It was great to listen to his hilarious explanation of how
conflicting sources interact with one another. “Playing
in the bathtub has got nothing to do with what we do!”
In other words, sound waves do not make interactive ripples
when they encounter each other, unless you get up into the
180 or 190 dB range.
“The wave will not stop,” Meyer said. “Cancellation
only happens in the local areas.” In other words, where
the two beams cross over each other – beyond that, each
continues as it began. “As long as no one is in the
zone where they crossfire, it’s OK. Air is nonlinear.”
On this particular day, John Meyer talked about some actual
show experiences, and how life on stage can differ from measurement
theory. He told about a day where he and some associates really
labored to remove every single artifact from a monitor speaker’s
response, and got it to where it was absolutely flat. The
only problem was that then you couldn’t hear it!
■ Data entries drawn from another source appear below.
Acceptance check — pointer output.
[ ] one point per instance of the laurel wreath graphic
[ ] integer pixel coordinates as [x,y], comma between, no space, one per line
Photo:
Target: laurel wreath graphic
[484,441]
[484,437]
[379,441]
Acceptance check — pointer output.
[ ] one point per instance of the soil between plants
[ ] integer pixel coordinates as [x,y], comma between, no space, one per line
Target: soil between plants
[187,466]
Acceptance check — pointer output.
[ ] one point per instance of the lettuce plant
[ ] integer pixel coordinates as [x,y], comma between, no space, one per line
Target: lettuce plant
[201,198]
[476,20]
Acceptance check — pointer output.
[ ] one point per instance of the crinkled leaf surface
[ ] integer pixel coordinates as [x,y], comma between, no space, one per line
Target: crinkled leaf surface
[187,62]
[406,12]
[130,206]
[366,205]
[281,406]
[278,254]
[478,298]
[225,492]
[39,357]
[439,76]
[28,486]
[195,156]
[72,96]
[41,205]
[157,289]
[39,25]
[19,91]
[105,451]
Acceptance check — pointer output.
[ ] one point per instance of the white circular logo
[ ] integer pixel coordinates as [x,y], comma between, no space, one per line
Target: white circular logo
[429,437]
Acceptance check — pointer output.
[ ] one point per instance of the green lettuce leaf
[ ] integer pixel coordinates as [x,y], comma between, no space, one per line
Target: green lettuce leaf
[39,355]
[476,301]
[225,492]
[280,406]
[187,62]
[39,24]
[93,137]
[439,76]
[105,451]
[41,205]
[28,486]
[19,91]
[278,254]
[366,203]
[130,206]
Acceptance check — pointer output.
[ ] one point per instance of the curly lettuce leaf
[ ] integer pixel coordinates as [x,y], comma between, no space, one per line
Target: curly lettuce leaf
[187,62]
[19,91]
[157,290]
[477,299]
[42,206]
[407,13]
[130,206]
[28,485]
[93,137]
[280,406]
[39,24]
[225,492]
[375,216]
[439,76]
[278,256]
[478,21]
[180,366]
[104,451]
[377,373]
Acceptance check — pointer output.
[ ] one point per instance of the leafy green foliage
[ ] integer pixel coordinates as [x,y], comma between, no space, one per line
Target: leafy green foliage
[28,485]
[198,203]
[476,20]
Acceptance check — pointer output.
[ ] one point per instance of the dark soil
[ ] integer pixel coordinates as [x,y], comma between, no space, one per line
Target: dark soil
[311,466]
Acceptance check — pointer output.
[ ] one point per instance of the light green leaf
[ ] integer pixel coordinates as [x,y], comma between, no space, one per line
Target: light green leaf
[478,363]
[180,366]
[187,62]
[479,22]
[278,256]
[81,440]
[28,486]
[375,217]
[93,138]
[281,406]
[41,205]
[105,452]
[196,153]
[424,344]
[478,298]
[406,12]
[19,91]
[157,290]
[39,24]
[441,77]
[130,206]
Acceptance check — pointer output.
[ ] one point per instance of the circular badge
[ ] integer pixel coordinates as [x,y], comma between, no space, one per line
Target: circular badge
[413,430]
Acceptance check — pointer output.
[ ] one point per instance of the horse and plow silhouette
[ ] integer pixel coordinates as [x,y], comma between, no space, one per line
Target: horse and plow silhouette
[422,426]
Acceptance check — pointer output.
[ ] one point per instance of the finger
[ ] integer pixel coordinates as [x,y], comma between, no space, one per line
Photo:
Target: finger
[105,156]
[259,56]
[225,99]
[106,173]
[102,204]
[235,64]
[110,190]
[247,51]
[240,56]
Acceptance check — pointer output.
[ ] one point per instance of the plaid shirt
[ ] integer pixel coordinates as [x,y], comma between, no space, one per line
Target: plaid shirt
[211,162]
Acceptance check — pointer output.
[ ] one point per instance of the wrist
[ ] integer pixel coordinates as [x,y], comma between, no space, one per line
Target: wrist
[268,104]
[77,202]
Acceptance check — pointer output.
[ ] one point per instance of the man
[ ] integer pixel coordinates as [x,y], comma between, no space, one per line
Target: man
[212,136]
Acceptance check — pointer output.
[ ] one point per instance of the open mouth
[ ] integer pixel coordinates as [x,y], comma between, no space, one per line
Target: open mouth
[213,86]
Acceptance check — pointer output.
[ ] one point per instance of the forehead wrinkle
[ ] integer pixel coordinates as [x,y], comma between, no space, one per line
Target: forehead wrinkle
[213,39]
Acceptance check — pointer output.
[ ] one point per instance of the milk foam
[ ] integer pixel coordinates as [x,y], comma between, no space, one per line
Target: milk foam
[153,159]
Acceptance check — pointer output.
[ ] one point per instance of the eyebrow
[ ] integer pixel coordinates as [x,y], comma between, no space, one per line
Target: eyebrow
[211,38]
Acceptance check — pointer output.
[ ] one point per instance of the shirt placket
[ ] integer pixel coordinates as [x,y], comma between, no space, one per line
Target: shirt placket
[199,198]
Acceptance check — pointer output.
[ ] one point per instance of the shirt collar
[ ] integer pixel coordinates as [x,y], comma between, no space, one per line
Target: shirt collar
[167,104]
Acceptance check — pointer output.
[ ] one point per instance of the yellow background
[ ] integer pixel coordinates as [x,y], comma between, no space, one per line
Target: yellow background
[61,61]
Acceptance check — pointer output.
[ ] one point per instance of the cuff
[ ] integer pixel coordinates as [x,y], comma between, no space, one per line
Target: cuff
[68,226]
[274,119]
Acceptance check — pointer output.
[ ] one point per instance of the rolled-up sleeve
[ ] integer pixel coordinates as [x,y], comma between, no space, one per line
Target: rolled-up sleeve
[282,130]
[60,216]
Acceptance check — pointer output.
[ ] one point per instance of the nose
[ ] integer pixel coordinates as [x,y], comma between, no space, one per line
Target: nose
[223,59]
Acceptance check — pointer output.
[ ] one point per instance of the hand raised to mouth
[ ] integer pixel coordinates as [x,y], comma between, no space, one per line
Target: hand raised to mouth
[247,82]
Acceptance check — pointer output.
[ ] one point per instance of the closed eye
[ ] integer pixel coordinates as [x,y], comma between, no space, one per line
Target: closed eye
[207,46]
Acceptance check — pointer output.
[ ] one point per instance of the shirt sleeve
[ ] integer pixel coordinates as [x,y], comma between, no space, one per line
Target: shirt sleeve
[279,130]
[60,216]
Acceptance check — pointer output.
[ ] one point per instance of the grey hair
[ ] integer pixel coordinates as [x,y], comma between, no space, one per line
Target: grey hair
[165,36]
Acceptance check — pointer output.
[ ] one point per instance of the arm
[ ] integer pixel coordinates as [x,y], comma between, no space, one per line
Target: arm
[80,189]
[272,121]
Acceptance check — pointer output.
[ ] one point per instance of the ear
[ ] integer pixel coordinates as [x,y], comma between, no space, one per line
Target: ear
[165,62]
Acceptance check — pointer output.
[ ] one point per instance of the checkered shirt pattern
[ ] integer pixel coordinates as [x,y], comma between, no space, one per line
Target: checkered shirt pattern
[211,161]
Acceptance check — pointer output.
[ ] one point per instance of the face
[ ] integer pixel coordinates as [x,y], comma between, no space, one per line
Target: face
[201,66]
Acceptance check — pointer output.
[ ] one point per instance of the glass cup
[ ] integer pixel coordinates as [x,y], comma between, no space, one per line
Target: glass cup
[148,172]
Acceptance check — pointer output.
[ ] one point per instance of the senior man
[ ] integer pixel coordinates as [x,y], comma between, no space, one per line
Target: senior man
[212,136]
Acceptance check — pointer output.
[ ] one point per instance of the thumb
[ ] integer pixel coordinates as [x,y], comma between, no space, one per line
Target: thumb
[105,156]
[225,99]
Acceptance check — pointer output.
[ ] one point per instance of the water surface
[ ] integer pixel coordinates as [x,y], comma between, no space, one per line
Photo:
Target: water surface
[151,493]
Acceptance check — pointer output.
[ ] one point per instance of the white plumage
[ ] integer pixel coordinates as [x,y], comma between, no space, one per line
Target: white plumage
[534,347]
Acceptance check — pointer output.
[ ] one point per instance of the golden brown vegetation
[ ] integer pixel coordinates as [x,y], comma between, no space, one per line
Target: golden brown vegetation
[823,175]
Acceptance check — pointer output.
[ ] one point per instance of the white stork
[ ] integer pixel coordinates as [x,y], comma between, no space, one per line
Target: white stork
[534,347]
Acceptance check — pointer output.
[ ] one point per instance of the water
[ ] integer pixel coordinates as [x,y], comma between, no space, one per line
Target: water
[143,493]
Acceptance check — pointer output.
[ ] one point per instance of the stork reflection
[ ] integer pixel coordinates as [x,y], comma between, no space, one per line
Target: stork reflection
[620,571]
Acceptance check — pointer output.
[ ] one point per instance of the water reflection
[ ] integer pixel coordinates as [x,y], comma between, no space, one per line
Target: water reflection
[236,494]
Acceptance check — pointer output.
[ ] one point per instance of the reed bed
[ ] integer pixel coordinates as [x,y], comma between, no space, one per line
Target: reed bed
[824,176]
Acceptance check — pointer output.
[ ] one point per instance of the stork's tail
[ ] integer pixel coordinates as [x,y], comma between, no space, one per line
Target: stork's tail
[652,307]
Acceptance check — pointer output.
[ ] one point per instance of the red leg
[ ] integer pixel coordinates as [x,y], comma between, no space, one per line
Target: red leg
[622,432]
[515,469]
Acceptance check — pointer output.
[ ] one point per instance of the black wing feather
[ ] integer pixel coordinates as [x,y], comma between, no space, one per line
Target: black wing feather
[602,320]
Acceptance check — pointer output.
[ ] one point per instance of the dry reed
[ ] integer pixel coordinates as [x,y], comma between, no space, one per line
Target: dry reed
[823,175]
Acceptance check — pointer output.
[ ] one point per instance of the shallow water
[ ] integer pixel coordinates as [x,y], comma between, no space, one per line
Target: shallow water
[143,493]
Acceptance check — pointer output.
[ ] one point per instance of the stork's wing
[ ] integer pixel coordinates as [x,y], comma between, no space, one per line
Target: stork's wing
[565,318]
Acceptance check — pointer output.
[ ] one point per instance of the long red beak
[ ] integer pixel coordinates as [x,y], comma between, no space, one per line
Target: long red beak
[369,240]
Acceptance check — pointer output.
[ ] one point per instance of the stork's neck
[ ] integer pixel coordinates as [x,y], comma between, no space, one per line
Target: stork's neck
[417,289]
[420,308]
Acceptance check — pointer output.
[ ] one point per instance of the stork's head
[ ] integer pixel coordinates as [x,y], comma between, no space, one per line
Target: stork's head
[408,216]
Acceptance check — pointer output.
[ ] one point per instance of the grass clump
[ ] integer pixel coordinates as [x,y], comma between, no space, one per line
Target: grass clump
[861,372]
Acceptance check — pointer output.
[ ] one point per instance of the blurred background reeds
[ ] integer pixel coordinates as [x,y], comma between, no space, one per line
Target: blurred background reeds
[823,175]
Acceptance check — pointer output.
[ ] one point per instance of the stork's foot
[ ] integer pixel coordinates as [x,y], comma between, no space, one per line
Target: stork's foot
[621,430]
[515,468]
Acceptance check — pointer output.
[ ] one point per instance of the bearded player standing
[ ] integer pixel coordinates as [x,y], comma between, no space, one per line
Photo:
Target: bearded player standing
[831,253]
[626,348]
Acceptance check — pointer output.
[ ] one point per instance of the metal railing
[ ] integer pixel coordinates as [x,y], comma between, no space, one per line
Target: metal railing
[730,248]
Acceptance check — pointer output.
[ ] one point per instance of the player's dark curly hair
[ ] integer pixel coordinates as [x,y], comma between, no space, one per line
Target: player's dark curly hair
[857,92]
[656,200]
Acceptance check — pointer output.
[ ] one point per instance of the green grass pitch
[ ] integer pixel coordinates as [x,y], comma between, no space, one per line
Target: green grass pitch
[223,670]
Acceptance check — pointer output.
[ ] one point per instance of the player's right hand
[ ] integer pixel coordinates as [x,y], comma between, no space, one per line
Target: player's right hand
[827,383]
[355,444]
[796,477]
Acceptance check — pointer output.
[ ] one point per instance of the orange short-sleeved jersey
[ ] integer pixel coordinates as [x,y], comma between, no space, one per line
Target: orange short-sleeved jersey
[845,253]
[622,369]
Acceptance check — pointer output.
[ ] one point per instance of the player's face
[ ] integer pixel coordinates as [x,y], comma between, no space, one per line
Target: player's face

It seemed to disappear when the band started playing, and
that is when he realized that the art of monitor mixing has
historically relied on unnatural tonalities to penetrate the
stage wash.
I asked a question about my feeling that many manufacturers,
who do not have as deep an engineering background as John
Meyer or Christian Heil, are now making line arrays because
they are the suddenly fashionable flavor-of-the-month, and
how some sound companies actually cannot win certain bids
if they cannot supply a line array system. I mentioned that
I feel the best-sounding show
I mixed last year was on MSL-4’s
and 6’s, in Spain.
John Meyer was off and running! He spoke to this quite extensively,
beginning with saying that, “As audio people, we should
be promoting how to do sound, rather than promoting a thing.
I don’t like producers saying they want line arrays.”
In a perfect world, they would say that they want good sound
in a given space, and then trust the supplier to create the
design to deliver that.
Line arrays “consume more power, because they are direct
radiators. One (type of speaker) doesn’t create a better
sound than the other.” He described people who have
told him they want 5.1 for a live event, and even one character
who said he wanted line arrays across the ceiling, pointed
down!
“We are in entertainment, we are in the public eye,”
Meyer continued, giving as a comparison people who make projector
lenses for movie theatres. Their product is hidden away from
the patrons, and the operators are not standing there behind
a console, out in the open. “We are in the worst position
of anyone!” We get hired as the result of “last
minute decisions, but if anything goes wrong, they’re
all over us!”
“It fascinates me that people think they want to get
into this business!” Meyer related how every year at
Musik Messe, there will be dozens of aspiring live sound acolytes
who come around his booth, wanting to know how to break into
the business. “It’s what everybody who does hi-fi
dreams of getting into.” But many of them change their
minds, after working a few shows, when they find out that
the artists are not as nice as they seem on MTV.
Quieting down, Meyer added that, with the ability to deliver
increasingly accurate speaker performance, so much of what
we struggled against in years past is no longer as insurmountable
a barrier. “We have a chance of starting all over again
– it needs rethinking.” This is a guy who was
there at Monterey Pop, who was there when the Dead built their
Wall of Sound – John Meyer knows whereof he speaks,
and I, for one, am very grateful for the chance to listen.